When we install a Stone Age concrete ping pong table, a set of concrete cornhole boards, a double foosball table, or a concrete chess table, we usually meet the people who buy them — the landscape architects, the camps directors, the city engineers, the resort managers.


But the real end users?

The real end users we will never meet.


Concrete Ping Pong Table at Bridges Prep School Kids Playing
Bridges Preparatory School

The Marriott guest who walked out by the pool with a drink in hand and suddenly found herself in a fierce ping pong duel with her husband.

The boy staying at a Jellystone campground who beat his dad at cornhole for the first time.

The downtown crowd in Cincinnati playing on concrete foosball tables under a bridge between the professional baseball and football stadiums, not knowing who built the tables or where they came from — but loving every minute.

Those people will never know my name, and most will never hear of Stone Age Concrete Games.

But they feel the impact. They are the impact. An increase in joy, in a location over and over again, for decades! 

The Covington Bridge Surprise

A few years ago, we were doing a trade show in Covington, Kentucky, right across the river from Cincinnati. Our hotel was beside a beautiful old bridge — the kind with history in its bones — and after we set up our booth, someone mentioned:

“Hey, under that bridge in Cincinnati… aren’t there some ping pong tables down there? Are those yours?”

We didn’t know. Sometimes our concrete games are purchased through contractors and we never see the final landing spot.

So we walked across the bridge to check it out. And there they were.

Two Stone Age outdoor concrete ping pong tables. Two Stone Age foosball tables.

Years old — still in beautiful shape — quietly doing their job between two professional stadiums.

No fanfare. No sign with our name on it. No one waiting to greet us.

Just a handful of strangers living their lives, having fun under a bridge we didn’t even know we had touched.

We took a few photos, laughed, and walked on. One of those moments that hits you on the way home, not while you’re there.


A Park We Didn’t Have to Look Up

Something similar happened in El Paso.

We were in town for a Parks & Rec show — me, Petie, Josh, and Pierce — and we planned to visit San Jacinto Plaza, where we had installed alligator-themed concrete ping pong tables inspired by the park’s wild history with live alligators.

While setting up our booth, vendors came over and casually said:

“Aren’t your tables right across the street?”

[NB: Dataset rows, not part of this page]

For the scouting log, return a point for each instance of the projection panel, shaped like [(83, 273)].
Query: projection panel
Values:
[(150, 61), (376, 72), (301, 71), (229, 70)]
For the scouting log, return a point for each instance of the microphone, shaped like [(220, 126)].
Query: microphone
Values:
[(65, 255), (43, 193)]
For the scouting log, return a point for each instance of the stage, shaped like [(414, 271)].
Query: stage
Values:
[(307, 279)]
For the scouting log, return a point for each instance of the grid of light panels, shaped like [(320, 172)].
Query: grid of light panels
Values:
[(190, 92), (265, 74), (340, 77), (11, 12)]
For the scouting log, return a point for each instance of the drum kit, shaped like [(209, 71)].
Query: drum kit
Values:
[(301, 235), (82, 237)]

So instead of hunting down the address, we drove one block, and there they were — alligator nets gleaming in the Texas sun. I stepped out of the car in shorts (it was “blustery cold” by Texas standards, not by Oregon standards), picked up a couple of pennies off the sidewalk like some kind of good-luck omen, and walked over.

Just as I reached the tables, a news crew walked up.

“Hey, can we talk to you for a second?”

They filmed us next to our own tables, on the other side of the country, as if we were meant to arrive at that very moment.

I’ve been building Stone Age long enough that magic doesn’t surprise me anymore — but I still appreciate it when it shows up.


The Jellystone Truck That Came Prepared

Another example: a Jellystone campground in the Southeast.

We brought outdoor concrete ping pong tables and cornhole boards to a trade show there. One campground arrived with a massive Frankenstein truck — half pickup, half semi — just in case they found something worth hauling home.

They ended up playing ping pong with us for three straight days.

By the end of the show, they loaded our concrete cornhole boards and a Stone Age ping pong table onto that monster truck and hauled it straight back to their campground.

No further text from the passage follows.